July 3, 2015
US ends 15-year ban on Brazilian fresh beef
Brazilian fresh beef exporters said they hope to capture 10% of US beef imports in the near term after the US Department of Agriculture (USDA) announced Monday the United States is ending a 15-year ban on the importation of fresh beef from the South American country.
The Brazilian Beef Export Industries Association (ABIEC) said Brazil will start shipping fresh beef (chilled or frozen) to the US in September initially with an annual export quota of 64,000 tonnes.
It added, however, that it expects the annual quota to increase to 100,000 tonnes, or about 10% of the total US fresh-beef imports, in the "coming years".
The USDA's Animal and Plant Health Inspection Service (APHIS) said the lifting of the ban on beef imports from 14 of Brazil's 27 states, as well as from Northern Argentina, was made under amended regulations that specify conditions to mitigate risk of foot-and-mouth disease, or FMD.
This means that fresh beef can be safely imported from those countries provided certain conditions are met to make sure that beef exported to the US will not harbor the FMD virus.
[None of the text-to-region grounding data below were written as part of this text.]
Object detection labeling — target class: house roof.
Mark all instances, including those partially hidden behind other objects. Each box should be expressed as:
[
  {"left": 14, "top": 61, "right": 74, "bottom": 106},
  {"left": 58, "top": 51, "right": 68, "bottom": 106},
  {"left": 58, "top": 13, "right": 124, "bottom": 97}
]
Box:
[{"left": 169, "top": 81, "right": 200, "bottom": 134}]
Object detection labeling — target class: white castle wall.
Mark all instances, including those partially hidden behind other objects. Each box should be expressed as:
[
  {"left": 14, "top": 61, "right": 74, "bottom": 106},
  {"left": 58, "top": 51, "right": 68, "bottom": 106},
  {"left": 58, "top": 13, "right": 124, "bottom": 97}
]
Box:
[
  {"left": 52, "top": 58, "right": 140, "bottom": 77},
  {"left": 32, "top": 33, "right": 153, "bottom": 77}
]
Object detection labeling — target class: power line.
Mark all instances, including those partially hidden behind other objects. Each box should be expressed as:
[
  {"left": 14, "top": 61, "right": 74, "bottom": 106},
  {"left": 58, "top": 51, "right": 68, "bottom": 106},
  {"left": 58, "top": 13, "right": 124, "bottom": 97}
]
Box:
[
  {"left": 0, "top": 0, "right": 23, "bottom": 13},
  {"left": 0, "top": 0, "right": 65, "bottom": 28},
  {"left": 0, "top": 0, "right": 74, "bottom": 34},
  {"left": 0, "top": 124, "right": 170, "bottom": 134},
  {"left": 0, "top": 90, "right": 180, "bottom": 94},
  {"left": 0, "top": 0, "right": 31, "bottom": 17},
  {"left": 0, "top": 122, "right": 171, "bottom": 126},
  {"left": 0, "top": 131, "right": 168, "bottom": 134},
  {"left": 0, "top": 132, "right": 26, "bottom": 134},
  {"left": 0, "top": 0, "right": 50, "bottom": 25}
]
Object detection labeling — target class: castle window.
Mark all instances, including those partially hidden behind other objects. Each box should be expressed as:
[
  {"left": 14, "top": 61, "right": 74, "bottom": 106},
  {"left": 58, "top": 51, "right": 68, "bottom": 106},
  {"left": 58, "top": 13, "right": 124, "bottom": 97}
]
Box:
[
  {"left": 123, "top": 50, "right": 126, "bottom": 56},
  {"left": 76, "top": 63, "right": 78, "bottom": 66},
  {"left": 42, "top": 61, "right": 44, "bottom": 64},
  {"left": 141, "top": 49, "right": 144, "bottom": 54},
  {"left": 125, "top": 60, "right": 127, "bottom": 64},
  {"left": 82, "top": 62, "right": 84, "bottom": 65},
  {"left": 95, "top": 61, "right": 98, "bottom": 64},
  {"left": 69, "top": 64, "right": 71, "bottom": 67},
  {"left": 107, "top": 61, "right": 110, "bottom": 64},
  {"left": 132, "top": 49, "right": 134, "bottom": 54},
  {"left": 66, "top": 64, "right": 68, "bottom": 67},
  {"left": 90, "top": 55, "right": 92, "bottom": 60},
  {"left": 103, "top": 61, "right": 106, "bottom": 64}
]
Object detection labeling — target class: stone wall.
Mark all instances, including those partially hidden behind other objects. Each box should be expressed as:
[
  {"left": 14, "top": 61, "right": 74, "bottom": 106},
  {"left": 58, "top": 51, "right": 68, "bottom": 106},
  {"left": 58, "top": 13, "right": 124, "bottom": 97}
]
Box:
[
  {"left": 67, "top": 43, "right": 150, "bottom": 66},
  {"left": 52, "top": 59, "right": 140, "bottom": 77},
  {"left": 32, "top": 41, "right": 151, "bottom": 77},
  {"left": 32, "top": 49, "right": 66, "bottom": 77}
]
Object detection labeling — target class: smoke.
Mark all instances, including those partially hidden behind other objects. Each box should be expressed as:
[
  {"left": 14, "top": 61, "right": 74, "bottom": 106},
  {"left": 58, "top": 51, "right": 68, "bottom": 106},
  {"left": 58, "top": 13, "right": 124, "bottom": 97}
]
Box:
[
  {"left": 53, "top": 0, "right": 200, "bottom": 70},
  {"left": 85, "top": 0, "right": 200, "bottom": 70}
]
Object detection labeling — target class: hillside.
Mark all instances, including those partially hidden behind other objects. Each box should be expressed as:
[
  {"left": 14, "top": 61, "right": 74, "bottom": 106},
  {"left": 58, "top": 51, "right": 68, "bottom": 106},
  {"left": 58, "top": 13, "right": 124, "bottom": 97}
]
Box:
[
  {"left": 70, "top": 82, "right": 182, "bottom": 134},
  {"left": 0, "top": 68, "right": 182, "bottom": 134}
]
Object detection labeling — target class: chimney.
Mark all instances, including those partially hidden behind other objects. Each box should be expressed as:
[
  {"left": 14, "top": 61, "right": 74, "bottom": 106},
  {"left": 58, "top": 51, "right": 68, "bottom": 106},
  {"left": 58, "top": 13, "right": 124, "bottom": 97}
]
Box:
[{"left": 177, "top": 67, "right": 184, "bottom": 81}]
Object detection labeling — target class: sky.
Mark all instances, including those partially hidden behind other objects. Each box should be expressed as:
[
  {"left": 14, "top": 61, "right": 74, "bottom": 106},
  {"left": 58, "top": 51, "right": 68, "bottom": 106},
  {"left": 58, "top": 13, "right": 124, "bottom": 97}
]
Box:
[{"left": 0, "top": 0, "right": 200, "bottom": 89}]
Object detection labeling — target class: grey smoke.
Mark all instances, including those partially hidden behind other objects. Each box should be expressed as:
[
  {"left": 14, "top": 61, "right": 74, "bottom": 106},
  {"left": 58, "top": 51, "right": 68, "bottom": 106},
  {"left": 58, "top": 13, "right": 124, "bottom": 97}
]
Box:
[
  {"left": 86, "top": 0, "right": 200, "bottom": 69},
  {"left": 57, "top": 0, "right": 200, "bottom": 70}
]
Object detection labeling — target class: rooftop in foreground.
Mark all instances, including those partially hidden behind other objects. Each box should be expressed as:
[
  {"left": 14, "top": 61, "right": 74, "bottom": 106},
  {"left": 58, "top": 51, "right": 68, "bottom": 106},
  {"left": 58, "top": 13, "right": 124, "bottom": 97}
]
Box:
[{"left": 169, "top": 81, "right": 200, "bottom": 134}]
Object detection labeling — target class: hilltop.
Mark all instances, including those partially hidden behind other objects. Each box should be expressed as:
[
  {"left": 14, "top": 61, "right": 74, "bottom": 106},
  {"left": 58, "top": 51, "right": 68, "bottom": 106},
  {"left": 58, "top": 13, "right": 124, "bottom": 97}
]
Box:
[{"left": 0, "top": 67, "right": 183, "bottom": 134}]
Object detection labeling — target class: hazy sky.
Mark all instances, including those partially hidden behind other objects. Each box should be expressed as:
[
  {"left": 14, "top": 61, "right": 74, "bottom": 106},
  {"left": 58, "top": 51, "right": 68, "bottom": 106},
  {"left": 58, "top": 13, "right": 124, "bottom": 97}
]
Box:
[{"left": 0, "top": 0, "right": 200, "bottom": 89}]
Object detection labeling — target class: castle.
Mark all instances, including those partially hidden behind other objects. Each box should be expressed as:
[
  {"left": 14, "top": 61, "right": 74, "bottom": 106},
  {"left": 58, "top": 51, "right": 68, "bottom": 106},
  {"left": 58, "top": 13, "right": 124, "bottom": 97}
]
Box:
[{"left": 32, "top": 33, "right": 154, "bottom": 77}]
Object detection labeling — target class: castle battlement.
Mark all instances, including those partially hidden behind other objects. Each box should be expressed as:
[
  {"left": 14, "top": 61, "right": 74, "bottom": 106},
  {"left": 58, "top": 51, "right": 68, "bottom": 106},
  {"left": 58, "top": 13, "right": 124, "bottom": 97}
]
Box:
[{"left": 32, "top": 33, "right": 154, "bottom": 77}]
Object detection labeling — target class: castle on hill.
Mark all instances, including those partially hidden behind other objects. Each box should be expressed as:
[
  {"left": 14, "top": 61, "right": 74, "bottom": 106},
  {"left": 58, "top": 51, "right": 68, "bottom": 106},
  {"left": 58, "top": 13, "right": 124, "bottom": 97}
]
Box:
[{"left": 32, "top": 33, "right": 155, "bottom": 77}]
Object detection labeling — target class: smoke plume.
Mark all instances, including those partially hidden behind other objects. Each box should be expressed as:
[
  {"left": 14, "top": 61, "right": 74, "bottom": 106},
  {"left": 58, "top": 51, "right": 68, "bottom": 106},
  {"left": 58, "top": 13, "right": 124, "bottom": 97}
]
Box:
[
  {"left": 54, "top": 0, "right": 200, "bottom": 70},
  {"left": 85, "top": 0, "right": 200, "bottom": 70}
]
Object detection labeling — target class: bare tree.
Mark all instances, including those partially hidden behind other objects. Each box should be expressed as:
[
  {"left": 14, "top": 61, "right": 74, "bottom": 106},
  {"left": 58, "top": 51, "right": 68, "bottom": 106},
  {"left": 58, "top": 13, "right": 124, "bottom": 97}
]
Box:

APHIS said these were the same conditions imposed on fresh beef and sheep meat from Uruguay "that we have been safely importing for many years".
Most of the US' fresh-beef imports, which totaled 957,000 tonnes last year, came from Australia, Canada and New Zealand.
On the other hand, Brazilian beef's top buyers were Hong Kong, Russia and the EU, according to ABIEC.
Australia, the world's third-largest beef exporter, should be further threatened by the reentry of Brazilian fresh beef into the US market.
In May it was reported that Australian beef farmers were threatened by the reentry of Brazilian beef into China, after a three-year ban.
Jed Marz, chief executive of the Cattle Council of Australia had been quoted as saying that "having another competitor [in Brazilian beef] could have an impact on the volume of Australian beef exports to China".
Brazil used to be the world's No. 1 beef exporter but was toppled by India in 2013, which further got a boost from China, which lifted its temporary ban on buffalo meat, or carabeef, imposed since 2007 over foot-and-mouth disease (FMD) issues.